Homparahe..parehaho.. Ganteng-ganteng cowoknya, cantik-cantik ceweknya, solid-solid orangnya,” teriak sekelompok mahasiswa itu, semangat.

Namun, di tengah keramaian, tetap ada para pengunjung seperti Ghozi yang menyendiri dan sibuk dengan urusannya sendiri. Seakan-akan tak terganggu oleh kebisingan yang ada di sekitarnya.

Dulu Ghozi kerap ke sini bersama teman-temannya. Saking seringnya, ia sampai hafal nama beberapa pegawai di sini. Tetapi itu dulu. Kini waktu berlalu, hidup membuat setiap dari temannya punya jalan hidup berbeda-beda. Memaksa mereka tak lagi bisa bersama setiap hari. 

Menghabiskan cangkir demi cangkir kopi. Terkadang sambil mengobrol lepas penuh canda, kadang pula hanya diam meski bersama karena sama-sama mengerjakan sesuatu di laptopnya. Kini itu tinggal kenangan. Hari-hari belakangan ia hanya ngopi sendirian.

***

Berawal dari mahasiswa yang cari tempat nongkrong

Tahun 2001, sebelum Mato Kopi muncul di Jogja, seorang pemuda asal Sampang, Madura yang baru diterima jadi mahasiswa UIN Sunan Kalijaga -dulu IAIN-  juga menjadikan warung kopi sebagai tempatnya menghabiskan waktu luang. Mahasiswa bernama Hanafi Baedhowi itu hampir setiap hari ngopi. 

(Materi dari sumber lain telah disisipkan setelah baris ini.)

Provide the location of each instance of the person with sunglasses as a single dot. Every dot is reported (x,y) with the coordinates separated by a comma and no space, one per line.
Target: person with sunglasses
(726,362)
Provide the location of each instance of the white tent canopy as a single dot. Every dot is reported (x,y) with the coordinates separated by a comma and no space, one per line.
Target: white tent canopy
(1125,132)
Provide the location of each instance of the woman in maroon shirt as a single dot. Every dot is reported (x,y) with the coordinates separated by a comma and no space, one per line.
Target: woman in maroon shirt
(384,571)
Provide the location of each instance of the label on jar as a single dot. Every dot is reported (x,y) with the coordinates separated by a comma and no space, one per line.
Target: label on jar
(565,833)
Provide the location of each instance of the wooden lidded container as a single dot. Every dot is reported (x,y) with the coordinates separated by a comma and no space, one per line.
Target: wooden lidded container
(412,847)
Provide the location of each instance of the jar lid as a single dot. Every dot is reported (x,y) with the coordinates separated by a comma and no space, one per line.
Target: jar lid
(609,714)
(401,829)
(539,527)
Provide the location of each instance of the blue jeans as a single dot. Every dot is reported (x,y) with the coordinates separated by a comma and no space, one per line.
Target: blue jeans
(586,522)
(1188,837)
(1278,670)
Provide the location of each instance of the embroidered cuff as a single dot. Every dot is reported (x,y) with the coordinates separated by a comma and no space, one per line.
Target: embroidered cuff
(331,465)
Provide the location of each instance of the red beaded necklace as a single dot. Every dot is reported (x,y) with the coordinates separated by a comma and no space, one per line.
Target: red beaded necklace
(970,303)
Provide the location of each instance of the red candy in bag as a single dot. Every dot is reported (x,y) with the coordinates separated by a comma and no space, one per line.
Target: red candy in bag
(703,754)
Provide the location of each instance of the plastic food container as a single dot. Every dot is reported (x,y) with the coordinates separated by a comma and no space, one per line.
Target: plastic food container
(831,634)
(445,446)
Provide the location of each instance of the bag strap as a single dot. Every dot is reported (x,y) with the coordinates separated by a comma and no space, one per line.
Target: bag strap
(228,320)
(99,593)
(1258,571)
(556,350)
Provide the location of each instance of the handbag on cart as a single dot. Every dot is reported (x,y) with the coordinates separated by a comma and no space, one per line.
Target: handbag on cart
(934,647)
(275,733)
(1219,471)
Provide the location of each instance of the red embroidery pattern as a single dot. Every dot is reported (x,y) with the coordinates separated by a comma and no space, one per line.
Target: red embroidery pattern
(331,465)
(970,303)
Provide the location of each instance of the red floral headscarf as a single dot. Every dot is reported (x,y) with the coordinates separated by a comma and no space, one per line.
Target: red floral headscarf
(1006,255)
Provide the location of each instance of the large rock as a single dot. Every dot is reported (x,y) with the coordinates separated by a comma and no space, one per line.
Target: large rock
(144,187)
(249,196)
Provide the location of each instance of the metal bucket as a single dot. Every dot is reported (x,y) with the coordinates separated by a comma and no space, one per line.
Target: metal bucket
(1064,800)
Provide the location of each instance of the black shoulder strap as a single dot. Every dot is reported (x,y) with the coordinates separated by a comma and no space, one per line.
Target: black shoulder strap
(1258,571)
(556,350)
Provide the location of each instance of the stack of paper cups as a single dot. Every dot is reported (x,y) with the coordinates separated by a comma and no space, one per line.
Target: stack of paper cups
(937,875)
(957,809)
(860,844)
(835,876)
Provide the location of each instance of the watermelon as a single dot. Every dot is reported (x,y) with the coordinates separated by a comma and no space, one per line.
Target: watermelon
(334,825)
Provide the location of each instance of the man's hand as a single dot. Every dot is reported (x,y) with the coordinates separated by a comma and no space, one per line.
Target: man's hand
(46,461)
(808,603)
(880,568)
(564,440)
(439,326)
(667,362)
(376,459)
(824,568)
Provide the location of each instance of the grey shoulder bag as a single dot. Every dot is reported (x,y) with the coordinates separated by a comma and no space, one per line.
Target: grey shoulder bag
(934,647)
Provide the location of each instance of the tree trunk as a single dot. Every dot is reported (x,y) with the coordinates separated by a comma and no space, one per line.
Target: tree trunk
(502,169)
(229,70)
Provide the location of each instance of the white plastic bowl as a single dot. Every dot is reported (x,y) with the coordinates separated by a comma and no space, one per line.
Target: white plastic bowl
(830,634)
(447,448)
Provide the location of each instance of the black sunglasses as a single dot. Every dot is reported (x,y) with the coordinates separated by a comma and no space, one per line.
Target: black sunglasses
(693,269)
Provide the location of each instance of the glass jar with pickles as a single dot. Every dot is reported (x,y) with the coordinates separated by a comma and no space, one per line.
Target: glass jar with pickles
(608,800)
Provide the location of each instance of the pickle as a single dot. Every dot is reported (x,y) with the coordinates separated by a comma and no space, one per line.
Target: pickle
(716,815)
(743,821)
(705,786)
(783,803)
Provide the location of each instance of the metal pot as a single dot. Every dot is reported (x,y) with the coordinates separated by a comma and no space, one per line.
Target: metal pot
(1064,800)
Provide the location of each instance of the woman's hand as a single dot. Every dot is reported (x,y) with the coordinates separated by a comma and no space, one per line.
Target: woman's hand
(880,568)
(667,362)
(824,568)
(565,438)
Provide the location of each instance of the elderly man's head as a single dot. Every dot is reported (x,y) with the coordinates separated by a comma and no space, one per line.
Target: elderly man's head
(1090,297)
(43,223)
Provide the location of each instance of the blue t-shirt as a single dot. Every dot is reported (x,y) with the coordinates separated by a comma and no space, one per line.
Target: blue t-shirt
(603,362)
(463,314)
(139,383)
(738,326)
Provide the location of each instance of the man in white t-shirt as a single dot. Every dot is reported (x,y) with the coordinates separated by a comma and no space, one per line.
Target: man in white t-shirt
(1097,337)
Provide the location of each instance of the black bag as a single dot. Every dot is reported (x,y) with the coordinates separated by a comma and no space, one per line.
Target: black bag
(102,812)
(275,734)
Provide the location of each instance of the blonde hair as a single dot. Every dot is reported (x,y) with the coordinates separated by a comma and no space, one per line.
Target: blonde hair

Belakangan, Jogja punya banyak sekali kedai kopi. Beragam rupanya. Namun dulu, tak banyak pilihan bagi Hanafi, terutama pilihan kedai kopi terjangkau dengan suasana yang nyaman untuk bercengkrama hingga berdiskusi perkara berat bareng teman-temannya.

Warung Mato Kopi (Hammam Izzuddin/Mojok.co)

Ia hanya punya satu warung kopi andalan yakni Blandongan yang letaknya di Sorowajan, Banguntapan, Bantul. Warkop milik Nasrudin atau akrab siapa Cak Badrun asal Gresik itu memang legenda yang menemani hidup mahasiswa generasi lama di Jogja -terutama UIN Sunan Kalijaga.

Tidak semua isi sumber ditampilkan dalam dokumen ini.